Maybe the researchers need the presence of some really ill people (who look like they might be deconditioned) to lend their theory some credence, to make it seem like they know what they’re talking about? Because Julie may benefit from the ‘therapy’ but she doesn’t fit the theory any better than we do.
Hmm, just thinking aloud really that last bit and it’s not really up to us patients to make sense of it all, more to point out where things don’t add up. So it may be worth summarising the blatant incongruities I’ve encountered while going through the GETSET guide one more time:
How can they claim there’s no implication that the condition is ‘caused by psychological factors’ when the treatment is based on deconditioning due to false ideation?
How can the treatment be relevant to ME if patients with contraindications to exercise are supposed to be excluded?
The GETSET paper talks about CFS and the guide about CFS/ME. Why the discrepancy?
How can a supposedly typical patient like Julie be deconditioned when she’s been working five days a week, attended yoga class, gone for walks, and had evenings out twice a week?
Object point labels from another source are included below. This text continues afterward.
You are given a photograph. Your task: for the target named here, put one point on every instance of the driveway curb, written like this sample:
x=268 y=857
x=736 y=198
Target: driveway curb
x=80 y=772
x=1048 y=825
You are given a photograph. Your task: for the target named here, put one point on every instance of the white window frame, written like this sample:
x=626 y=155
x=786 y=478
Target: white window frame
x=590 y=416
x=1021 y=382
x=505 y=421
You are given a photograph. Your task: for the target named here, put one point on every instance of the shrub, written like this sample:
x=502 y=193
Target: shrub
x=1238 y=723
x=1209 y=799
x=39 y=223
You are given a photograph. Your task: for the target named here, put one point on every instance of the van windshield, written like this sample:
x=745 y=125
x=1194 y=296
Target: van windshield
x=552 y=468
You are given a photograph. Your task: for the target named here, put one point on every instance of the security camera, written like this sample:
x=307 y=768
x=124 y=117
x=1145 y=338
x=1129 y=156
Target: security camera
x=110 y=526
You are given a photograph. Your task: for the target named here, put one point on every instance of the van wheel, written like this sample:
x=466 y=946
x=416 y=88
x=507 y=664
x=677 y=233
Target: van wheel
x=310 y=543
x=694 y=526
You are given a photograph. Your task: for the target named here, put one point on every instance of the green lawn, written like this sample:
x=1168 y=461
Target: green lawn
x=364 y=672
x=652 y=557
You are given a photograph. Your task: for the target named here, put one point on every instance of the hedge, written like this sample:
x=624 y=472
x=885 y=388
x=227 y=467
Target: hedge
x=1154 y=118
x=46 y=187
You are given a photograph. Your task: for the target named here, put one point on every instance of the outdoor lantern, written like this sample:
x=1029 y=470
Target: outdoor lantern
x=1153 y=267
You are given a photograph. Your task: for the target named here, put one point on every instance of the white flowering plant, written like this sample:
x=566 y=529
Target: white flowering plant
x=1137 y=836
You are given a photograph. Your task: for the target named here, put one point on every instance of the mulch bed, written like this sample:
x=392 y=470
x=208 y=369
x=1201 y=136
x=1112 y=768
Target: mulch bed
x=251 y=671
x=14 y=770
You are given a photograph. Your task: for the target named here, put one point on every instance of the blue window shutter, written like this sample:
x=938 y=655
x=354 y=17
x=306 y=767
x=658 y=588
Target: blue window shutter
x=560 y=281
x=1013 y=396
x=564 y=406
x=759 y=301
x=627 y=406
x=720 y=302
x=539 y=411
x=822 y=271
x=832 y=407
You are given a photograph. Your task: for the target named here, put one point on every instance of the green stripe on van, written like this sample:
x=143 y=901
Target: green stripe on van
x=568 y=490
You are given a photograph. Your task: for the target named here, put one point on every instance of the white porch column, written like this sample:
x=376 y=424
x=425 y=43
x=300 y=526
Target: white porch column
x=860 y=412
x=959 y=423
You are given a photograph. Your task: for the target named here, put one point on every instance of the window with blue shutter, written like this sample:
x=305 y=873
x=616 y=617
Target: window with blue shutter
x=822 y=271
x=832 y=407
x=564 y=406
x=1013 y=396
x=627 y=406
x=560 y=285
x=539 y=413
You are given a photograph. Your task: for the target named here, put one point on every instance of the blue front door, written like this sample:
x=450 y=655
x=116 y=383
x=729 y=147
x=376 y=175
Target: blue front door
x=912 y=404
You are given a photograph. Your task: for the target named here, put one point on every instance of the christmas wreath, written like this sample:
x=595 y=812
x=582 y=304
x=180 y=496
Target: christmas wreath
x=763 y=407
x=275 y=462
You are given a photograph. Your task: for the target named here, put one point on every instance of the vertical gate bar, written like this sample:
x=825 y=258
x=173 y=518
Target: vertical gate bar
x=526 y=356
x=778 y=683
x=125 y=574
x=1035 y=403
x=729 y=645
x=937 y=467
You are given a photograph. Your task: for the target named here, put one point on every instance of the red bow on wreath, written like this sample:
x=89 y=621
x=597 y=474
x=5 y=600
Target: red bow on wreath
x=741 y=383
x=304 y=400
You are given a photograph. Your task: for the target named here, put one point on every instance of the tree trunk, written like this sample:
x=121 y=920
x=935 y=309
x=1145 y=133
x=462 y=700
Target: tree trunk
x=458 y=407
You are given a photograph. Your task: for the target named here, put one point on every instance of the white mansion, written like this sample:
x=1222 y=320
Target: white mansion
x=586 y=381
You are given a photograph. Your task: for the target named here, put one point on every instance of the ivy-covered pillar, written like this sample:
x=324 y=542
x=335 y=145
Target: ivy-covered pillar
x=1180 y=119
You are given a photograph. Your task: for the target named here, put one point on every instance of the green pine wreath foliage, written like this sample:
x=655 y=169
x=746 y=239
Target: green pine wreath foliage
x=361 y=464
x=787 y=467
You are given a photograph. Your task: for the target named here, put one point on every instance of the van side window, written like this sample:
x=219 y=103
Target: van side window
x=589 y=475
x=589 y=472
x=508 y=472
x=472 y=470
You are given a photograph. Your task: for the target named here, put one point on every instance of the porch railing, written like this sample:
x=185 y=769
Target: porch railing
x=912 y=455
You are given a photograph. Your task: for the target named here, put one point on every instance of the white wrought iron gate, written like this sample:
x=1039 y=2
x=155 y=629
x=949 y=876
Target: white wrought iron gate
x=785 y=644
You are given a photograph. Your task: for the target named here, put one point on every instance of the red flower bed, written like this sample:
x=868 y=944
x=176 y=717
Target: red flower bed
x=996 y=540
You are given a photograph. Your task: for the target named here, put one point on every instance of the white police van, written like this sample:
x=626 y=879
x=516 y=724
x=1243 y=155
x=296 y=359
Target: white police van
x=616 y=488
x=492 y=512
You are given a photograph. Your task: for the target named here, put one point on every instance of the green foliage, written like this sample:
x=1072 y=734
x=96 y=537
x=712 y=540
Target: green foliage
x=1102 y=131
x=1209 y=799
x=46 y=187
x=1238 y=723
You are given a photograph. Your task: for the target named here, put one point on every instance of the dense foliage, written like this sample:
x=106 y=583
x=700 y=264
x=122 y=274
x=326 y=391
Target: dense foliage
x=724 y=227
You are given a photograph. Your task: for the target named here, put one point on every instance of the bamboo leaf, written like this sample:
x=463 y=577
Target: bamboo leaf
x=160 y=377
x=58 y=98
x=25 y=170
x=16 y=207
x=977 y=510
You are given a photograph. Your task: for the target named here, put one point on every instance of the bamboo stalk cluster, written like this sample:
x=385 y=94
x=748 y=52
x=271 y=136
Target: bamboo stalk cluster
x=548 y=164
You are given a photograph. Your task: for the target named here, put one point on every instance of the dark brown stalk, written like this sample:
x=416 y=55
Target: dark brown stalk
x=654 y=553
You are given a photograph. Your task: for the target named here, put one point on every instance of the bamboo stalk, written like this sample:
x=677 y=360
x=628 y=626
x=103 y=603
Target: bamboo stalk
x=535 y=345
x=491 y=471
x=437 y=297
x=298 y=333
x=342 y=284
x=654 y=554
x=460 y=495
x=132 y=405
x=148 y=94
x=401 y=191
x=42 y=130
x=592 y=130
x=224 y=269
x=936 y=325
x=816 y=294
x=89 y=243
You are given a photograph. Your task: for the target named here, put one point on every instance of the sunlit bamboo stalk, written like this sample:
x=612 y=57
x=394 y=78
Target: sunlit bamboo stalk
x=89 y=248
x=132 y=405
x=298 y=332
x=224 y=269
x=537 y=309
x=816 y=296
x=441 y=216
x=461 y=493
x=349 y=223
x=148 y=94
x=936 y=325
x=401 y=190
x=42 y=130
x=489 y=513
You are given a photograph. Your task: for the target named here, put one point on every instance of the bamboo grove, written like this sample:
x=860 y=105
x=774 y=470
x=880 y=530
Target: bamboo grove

On top of which there are additional problems with the trial which I haven’t gone into here. These read a bit like the bps researchers’ greatest hits. They include:
- No significant improvement in physical functioning reported.
- Addition of a new primary outcome measure after the trial had started.
- All outcome measures were subjective and self-reported.
And, this being bps, there’s more as well of course. You can take a look at a detailed critique of the study from Dr Charles Shepherd of the ME Association here.
Right, Julie, it’s time for your yoga class now…
(Julie’s ‘before and after’ schedules can be found on pages 10 and 11 of the GETSET Guide.)